A Comissão de Saúde da Câmara dos Deputados aprovou projeto de lei que classifica a síndrome de Hutchinson-Gilford como deficiência e estende às pessoas diagnosticadas os direitos já previstos em lei para pessoas com deficiência.
O critério é que o indivíduo apresente impedimento de longo prazo de natureza física, mental, intelectual ou sensorial que possa obstruir sua participação na sociedade em igualdade de condições com as demais pessoas. Avaliação realizada por equipe multidisciplinar deverá constatar a condição.
Também conhecida como progeria, a síndrome de Hutchinson-Gilford é uma doença genética rara que causa envelhecimento precoce em crianças.
Projeto modificado
O texto aprovado foi a versão elaborada pelo relator, deputado Dr. Ismael Alexandrino (PSD-GO), para o Projeto de Lei 3569/23, do deputado Raimundo Santos (PSD-PA).
Originalmente, a proposta de Santos alterava o Estatuto da Pessoa com Deficiência . Alexandrino, porém, optou por apresentar um projeto de lei que não altera o estatuto, mas harmoniza o projeto à lei já existente.

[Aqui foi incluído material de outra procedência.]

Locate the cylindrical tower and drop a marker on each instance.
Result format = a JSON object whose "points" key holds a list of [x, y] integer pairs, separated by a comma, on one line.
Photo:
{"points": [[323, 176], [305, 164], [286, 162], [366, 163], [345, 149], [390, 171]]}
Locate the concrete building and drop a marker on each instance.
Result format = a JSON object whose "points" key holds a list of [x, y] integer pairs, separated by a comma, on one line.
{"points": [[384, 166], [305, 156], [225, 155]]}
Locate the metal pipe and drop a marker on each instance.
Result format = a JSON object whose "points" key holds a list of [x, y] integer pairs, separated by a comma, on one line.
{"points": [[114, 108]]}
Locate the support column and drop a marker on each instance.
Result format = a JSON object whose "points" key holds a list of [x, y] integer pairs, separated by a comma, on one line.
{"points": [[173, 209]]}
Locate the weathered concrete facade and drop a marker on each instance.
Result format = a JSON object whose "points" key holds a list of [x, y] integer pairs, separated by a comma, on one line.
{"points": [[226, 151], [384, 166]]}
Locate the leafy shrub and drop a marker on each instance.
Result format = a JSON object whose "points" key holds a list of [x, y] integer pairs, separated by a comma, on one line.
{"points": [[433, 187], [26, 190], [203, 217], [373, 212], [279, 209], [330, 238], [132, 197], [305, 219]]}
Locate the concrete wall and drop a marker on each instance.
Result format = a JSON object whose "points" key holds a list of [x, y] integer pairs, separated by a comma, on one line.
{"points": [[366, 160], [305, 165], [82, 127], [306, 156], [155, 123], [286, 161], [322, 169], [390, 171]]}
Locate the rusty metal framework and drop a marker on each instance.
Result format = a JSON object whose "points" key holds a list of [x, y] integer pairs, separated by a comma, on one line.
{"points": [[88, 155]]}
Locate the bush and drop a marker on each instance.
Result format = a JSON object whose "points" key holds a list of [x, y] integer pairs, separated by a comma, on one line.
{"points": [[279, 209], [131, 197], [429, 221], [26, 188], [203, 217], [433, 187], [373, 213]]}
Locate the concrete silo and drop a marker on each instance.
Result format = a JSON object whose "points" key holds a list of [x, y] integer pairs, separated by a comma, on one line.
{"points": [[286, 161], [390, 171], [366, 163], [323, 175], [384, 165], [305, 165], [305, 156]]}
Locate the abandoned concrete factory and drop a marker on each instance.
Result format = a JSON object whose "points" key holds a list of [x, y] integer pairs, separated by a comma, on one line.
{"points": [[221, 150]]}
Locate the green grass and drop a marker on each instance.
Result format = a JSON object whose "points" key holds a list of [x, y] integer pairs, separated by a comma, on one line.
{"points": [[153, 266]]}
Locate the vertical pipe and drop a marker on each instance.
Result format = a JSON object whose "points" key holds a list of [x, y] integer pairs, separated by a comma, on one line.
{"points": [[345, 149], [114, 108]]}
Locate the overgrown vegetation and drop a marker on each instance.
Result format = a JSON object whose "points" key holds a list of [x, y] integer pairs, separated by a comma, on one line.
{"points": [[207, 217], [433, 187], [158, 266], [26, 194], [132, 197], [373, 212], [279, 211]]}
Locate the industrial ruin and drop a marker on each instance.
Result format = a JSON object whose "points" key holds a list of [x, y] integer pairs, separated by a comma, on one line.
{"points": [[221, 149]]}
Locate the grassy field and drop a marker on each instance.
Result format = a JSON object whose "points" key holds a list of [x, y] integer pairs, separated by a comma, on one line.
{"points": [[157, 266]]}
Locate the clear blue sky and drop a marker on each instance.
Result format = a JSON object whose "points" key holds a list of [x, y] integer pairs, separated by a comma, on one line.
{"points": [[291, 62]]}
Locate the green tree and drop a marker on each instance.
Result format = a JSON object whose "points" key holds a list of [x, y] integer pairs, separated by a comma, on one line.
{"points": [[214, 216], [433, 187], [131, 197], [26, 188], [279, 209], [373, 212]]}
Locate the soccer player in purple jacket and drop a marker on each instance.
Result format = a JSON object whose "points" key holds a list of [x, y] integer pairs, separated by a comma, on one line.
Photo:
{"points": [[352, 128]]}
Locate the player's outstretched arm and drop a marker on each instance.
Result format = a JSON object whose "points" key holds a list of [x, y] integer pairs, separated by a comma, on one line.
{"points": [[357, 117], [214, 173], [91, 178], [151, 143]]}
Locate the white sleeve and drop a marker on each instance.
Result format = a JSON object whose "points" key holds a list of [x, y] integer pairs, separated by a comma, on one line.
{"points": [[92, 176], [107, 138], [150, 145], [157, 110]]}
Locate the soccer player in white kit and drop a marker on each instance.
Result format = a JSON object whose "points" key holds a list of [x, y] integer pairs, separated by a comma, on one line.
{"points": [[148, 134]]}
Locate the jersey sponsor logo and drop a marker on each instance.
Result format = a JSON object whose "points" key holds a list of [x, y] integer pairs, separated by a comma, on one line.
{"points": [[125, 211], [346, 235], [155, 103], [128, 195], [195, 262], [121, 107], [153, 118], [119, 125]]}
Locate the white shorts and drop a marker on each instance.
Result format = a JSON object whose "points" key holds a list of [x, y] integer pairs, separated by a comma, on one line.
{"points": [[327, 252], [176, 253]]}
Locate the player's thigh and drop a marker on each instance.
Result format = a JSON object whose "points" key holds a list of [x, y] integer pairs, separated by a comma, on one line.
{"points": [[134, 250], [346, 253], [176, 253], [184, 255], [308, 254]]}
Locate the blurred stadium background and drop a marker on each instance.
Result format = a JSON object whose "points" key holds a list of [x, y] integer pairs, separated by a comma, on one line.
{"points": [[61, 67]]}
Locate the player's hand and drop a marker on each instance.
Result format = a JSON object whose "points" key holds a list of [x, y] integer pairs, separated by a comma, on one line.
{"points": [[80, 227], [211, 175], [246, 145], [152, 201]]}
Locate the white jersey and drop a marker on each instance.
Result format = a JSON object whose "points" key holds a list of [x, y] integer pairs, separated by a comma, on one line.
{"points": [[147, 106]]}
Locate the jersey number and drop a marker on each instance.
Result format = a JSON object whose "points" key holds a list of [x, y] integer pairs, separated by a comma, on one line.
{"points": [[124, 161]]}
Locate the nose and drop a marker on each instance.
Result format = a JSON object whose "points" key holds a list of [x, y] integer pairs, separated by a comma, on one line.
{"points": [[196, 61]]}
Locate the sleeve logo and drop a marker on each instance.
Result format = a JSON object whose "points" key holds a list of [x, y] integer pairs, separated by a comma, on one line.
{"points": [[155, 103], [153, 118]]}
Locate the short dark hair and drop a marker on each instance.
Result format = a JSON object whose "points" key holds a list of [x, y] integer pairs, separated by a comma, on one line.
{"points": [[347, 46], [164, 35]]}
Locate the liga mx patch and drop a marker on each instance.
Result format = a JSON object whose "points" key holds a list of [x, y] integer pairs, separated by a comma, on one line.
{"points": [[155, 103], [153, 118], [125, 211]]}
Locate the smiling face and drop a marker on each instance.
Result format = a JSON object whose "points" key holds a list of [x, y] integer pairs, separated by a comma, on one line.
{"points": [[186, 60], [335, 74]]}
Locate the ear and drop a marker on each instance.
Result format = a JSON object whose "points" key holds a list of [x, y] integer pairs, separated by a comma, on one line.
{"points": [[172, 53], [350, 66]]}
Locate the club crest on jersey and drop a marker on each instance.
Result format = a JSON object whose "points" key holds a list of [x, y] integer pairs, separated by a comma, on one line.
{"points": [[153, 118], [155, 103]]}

“A síndrome, embora rara, apresenta uma série de desafios únicos para os pacientes e suas famílias. O envelhecimento acelerado e as comorbidades associadas exigem cuidados médicos especializados, apoio educacional e adaptações sociais constantes”, disse Dr. Ismael Alexandrino. “A aprovação do projeto é fundamental para garantir que eles recebam o suporte e a proteção necessários.”
Um dos direitos assegurados pela legislação a pessoas com deficiência é o Benefício de Prestação Continuada (BPC) – equivalente a um salário mínimo e pago a idosos acima de 65 anos ou a pessoas com deficiência de baixa renda.
Próximos passos
O projeto ainda será analisado. em caráter conclusivo, pelas comissões de Finanças e Tributação; e de Constituição e Justiça e de Cidadania. Anteriormente, o texto também foi aprovado pela Comissão de Defesa dos Direitos das Pessoas com Deficiência .
Para virar lei, a medida precisa ser aprovada pelos deputados e pelos senadores.